Frías busca en todo momento alejarse de la porno miseria a la que se acogen prácticamente todas las historias que intentan moralizar al público a través de la representación de los horrores del narco. Incluso el impactante clímax violento del filme surge de un incidente súbito, sin atisbo alguno de hiperestilización o glorificación de la violencia. Todo ocurre en apenas un par de segundos a plena luz del día, y en el universo cinematográfico tarantinizado del siglo XXI, esa representación de la violencia que se hace desde el horror de lo cotidiano, y no desde el espectáculo, resulta una transgresión digna de aplauso.

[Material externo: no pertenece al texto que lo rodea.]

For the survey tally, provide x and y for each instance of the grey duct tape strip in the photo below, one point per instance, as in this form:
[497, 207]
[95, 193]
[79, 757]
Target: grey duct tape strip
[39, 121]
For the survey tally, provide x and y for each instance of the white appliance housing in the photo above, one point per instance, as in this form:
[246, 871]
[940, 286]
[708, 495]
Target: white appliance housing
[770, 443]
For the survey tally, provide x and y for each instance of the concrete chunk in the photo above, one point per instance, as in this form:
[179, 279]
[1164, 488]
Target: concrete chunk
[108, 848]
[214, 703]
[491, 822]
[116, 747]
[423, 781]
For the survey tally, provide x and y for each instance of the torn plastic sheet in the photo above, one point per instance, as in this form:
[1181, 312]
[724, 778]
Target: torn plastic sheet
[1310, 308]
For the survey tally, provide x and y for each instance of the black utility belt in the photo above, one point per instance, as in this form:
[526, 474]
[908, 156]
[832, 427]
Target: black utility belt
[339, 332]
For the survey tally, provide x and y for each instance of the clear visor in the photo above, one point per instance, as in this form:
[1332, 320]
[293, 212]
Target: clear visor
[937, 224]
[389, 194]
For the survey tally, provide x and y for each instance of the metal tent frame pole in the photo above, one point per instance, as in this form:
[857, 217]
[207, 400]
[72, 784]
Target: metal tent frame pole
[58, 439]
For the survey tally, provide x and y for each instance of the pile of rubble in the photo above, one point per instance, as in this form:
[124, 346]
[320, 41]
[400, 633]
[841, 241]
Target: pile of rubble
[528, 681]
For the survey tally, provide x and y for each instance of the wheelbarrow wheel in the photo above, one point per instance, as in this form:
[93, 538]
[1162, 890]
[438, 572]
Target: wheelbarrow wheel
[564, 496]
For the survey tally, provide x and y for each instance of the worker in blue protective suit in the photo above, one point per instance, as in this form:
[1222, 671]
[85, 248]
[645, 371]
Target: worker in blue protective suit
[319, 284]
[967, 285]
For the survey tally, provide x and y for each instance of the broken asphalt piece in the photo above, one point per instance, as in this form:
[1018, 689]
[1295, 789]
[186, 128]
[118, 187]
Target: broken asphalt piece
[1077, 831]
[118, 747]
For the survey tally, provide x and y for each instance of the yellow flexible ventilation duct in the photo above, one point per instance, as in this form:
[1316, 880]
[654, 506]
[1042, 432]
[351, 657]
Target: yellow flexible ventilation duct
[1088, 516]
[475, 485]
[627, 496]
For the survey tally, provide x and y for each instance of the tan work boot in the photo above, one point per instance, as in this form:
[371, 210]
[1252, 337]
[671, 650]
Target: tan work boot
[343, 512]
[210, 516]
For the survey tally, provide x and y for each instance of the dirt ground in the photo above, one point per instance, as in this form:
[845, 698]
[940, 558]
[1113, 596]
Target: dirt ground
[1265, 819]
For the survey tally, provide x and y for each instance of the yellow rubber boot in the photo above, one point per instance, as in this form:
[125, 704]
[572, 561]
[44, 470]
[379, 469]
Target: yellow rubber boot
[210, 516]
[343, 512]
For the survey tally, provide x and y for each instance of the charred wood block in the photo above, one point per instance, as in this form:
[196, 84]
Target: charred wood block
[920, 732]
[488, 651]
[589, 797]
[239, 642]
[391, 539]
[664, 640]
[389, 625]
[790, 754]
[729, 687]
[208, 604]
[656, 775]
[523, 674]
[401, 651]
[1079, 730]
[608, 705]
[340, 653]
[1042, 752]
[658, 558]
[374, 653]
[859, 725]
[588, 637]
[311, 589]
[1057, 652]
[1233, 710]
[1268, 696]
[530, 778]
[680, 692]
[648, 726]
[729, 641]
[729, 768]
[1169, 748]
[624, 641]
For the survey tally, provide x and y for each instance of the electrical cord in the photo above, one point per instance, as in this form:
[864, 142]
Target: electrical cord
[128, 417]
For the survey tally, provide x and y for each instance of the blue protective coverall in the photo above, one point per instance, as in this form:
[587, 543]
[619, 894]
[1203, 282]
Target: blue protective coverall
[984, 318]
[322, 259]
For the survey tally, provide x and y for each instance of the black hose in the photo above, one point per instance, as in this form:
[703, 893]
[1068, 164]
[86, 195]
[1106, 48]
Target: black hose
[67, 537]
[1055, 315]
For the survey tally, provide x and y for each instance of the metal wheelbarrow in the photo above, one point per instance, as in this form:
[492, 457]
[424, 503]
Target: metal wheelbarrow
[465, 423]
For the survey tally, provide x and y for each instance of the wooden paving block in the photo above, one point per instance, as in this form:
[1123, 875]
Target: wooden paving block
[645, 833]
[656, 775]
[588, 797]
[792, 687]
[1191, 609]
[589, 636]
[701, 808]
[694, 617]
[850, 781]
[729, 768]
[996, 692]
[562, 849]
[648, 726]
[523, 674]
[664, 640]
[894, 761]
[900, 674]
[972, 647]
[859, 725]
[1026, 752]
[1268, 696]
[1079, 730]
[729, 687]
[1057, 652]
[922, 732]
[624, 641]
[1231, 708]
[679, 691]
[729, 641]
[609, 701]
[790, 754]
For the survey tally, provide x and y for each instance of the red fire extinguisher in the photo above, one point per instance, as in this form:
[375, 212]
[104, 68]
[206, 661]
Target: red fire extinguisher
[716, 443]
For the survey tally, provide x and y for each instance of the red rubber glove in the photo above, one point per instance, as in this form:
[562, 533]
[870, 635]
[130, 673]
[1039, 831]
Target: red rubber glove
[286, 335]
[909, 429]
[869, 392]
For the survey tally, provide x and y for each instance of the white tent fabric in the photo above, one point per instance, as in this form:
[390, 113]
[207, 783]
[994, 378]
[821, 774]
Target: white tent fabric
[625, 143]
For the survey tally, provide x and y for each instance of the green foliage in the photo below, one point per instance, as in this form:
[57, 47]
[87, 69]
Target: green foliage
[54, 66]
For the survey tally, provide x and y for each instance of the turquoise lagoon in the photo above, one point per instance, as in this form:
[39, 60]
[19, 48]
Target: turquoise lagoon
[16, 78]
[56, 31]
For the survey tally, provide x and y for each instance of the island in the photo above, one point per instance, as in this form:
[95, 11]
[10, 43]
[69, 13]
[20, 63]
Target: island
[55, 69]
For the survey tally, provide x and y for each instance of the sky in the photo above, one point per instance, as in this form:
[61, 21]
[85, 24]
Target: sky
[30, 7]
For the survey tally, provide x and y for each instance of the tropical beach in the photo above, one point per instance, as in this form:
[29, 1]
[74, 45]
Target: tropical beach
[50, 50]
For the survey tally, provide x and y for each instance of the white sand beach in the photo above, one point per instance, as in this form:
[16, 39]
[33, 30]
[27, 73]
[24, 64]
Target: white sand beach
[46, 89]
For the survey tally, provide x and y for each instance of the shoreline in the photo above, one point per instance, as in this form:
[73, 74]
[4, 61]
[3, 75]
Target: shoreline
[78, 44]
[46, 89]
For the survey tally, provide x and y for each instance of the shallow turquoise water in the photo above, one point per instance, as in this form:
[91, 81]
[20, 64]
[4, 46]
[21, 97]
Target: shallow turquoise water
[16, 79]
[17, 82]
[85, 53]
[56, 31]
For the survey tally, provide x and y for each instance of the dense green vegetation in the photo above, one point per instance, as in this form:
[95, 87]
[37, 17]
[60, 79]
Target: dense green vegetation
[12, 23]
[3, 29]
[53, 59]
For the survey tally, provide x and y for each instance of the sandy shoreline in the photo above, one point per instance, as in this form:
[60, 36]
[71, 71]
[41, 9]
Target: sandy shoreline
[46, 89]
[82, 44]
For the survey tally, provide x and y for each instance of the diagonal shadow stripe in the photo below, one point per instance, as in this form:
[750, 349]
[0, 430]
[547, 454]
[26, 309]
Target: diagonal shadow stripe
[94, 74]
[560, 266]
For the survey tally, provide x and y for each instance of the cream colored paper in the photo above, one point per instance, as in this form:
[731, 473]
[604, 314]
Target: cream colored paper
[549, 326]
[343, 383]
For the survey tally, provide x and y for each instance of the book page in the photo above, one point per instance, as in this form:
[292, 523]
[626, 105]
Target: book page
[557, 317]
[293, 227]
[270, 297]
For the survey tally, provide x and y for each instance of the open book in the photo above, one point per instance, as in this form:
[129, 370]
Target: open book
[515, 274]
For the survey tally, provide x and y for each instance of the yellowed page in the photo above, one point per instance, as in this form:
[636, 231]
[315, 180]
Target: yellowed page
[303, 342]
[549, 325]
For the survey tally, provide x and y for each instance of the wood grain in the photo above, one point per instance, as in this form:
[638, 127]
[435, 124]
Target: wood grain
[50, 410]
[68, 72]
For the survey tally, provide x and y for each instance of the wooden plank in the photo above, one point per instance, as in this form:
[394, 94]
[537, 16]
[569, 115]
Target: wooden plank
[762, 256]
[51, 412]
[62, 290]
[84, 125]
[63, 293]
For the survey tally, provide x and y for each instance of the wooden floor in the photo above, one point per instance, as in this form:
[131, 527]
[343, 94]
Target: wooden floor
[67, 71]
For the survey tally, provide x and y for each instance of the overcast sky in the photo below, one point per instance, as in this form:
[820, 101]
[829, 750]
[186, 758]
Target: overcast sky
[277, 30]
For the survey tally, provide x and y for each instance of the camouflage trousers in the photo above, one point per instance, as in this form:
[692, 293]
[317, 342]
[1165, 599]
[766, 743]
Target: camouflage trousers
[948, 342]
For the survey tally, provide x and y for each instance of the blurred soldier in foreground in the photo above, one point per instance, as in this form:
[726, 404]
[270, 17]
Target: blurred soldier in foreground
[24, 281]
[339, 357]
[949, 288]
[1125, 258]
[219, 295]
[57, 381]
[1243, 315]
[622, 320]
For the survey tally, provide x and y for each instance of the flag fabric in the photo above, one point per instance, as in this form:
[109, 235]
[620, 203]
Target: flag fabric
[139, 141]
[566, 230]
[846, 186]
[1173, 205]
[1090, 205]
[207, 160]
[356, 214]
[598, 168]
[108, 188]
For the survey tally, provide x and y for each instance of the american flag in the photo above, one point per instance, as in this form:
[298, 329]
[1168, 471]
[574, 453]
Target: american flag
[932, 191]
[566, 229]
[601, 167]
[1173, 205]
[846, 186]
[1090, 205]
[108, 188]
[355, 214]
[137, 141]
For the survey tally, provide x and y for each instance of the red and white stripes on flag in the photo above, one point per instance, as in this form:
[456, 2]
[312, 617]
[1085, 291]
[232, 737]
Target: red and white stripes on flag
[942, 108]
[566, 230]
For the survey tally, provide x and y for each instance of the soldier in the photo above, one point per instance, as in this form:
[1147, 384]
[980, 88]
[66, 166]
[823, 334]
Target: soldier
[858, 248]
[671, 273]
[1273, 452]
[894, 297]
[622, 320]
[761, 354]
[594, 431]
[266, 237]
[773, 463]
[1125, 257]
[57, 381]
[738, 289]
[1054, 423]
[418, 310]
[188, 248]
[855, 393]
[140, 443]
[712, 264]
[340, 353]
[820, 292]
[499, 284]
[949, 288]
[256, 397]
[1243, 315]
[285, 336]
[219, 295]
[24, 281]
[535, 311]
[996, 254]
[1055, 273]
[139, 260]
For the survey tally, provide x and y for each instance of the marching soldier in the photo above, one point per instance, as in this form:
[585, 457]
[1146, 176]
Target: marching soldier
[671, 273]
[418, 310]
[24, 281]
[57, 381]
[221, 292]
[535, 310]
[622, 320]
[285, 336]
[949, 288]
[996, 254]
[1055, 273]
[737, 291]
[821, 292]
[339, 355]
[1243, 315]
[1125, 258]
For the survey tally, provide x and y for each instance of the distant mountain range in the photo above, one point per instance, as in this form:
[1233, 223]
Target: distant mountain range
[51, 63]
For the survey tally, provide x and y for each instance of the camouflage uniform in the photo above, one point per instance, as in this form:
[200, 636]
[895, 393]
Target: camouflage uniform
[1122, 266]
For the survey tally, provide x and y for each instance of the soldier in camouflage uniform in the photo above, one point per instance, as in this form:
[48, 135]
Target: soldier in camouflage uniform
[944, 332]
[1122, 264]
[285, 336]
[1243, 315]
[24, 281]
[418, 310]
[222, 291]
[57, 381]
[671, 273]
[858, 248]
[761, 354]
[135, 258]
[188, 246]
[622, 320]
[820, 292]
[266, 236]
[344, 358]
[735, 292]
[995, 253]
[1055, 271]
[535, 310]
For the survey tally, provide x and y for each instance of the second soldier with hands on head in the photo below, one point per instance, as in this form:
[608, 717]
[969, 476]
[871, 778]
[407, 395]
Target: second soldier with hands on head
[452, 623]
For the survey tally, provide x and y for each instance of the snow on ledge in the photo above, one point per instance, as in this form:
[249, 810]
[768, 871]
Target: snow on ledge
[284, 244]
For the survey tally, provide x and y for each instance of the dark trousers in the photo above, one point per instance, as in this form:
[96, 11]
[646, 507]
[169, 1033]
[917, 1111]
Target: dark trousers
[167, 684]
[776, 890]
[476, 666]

La historia de Ulises, que transcurre entre dos mundos vinculados por una cadena de eventos que podría catalogarse como inconsecuente, es una mera excusa para la representación del desarrollo interior de un personaje que asiste con melancolía a la desaparición de su juventud. Un personaje que pertenece a ninguna parte, y que en la virtuosa interpretación de Juan Daniel García Treviño se convierte, a pesar de su inconsecuente odisea (a la que podría reclamársele tal vez la simplificación excesiva de algunos de sus caminos) en uno de los personajes más memorables que ha dado el cine mexicano en tiempos recientes.
Mención aparte merece la impecable producción del filme, que con un vestuario deslumbrante, una banda sonora alucinante, y con la fotografía estática, casi voyerista, de Damián García, complementa de forma inmejorable a ese grupo de Terkos que a pesar de presentarse como “no-actores”, consiguen interpretar sus líneas a partir de una credibilidad que en ningún momento se percibe forzada, y que incluso por instantes se antoja inalcanzable para el común denominador de los actores mexicanos de carrera.
Suena ridícula la noción de “humanizar a seres humanos”, pero Ya no estoy aquí es una película que le da voz (y por tanto humanidad) a un colectivo históricamente deshumanizado por los medios, por las autoridades y por el clasismo mexicano. En su novela cumbre, Joseph Conrad se maravillaba (y se horrorizaba) al descubrir que los caníbales que lo escoltaban río arriba en el Congo más salvaje, eran personas exactamente iguales a él, con las mismas preocupaciones vitales y con la misma capacidad para el amor y la violencia. Parece increíble que más de un siglo después de la publicación de Heart of Darkness el concepto de humanos de primera y humanos de segunda siga tan vigente como siempre. De ahí la importancia histórica adicional de Ya no estoy aquí, que funge como un modesto pero valioso puño de arena para contener al gigantesco océano del desprecio humano.